Carvedilol double-layer sustained release tablets prepared by above-described embodiment 2 and commercially available Carvedilol Tablets are carried out Pharmacokinetics in Rat comparative study, adopts non-compartment model to carry out parameter calculating, area under the drug-time curve (AUC) calculates according to trapezoidal method, peak concentration (C
max) and peak time (t
max) be measured value, t
1/2(t is calculated mutually with Drug-time curve end
1/2=0.693/ke).Adopting SPSS software to carry out nonparametric rank test to comparing between pharmacokinetic parameters group, is that difference has statistical significance with P<0.05.
pharmacokinetic parameters (x ± s, n=6) after rat oral single dose administration
Pharmacokinetic parameters | Embodiment 2 | Commercial preparation |
AUC 0-12h(μg·h·ml -1) | 16.59±6.14 | 19.32±4.53 |
AUC 0-∞(μg·h·ml -1) | 17.38±6.73 | 19.64±4.82 |
MRT 0-t(h) | 2.41±0.66* | 1.38±0.23 |
MRT 0-∞(h) | 2.96±1.27* | 1.42±0.30 |
t 1/2(h) | 2.52±1.06* | 0.52±0.06 |
t max(h) | 0.82±0.19 | 0.96±0.23 |
C max(μg·ml -1) | 7.54±2.04* | 14.31±5.63 |
Note: compared with reference preparation, * represents P<0.05.
After single oral gives carvedilol double-layer sustained release tablets prepared by embodiment 2 and commercially available ordinary tablet respectively, two preparation main pharmacokinetic parameters adopt nonparametric rank test.Statistical result shows, the AUC of carvedilol double-layer sustained release tablets and commercially available ordinary tablet prepared by embodiment 2
0-12h, AUC
0-∞equal not statistically significant difference, and C
max, MRT
0-tand t
1/2difference has statistical significance.Wherein C
maxcomparatively commercial preparation significantly reduces, and MRT
0-tand t
1/2obvious prolongation, illustrates that carvedilol double-layer sustained release tablets prepared by embodiment 2 has obvious slow releasing function.And owing to containing release layer in double-layer sustained release tablets, so both t
maxand there was no significant difference.
In sum, the carvedilol double-layer sustained release tablets prepared by embodiment 2 compared with commercially available ordinary tablet, t
maxand there was no significant difference, namely its release layer can meet the effect of release relief of symptoms fast; And MRT
0-tand t
1/2obvious prolongation, C
maxremarkable reduction and AUC
0-12h, AUC
0-∞equal not statistically significant difference, namely its slow release layer can delay the release of medicine, makes blood drug level steady, reduces toxic and side effects.
Claims (10)
1. a carvedilol slow releasing preparation, is characterized in that:
(1) release layer and slow release layer is comprised;
(2) wherein active component is carvedilol and pharmaceutical salts thereof.

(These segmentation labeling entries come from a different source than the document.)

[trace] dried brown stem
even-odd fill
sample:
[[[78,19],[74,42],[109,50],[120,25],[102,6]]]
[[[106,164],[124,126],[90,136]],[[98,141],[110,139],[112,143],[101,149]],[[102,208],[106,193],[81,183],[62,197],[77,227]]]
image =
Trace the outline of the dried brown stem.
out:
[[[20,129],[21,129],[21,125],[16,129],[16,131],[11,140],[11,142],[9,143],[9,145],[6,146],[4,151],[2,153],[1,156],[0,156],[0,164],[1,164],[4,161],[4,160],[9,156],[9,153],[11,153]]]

2. carvedilol double-layer sustained release tablets according to claim 1, is characterized in that described each preparation unit is 5 ~ 100mg containing the amount of active component carvedilol.
3. carvedilol double-layer sustained release tablets according to claim 1, is characterized in that described each preparation unit is 10 ~ 80mg containing the amount of active component carvedilol.
4. carvedilol slow releasing preparation according to claim 1, is characterized in that, its immediate release section forms:
。
5. carvedilol slow releasing preparation according to claim 1, is characterized in that, its slow-released part forms:
。
6. carvedilol slow releasing preparation according to claim 1, is characterized in that: disintegrating agent contained by described release layer is the mixture of one or more in cross-linking sodium carboxymethyl cellulose, polyvinylpolypyrrolidone, low-substituted hydroxypropyl cellulose and starch; Filler contained by described release layer is one or more mixture in microcrystalline Cellulose, lactose, starch and mannitol.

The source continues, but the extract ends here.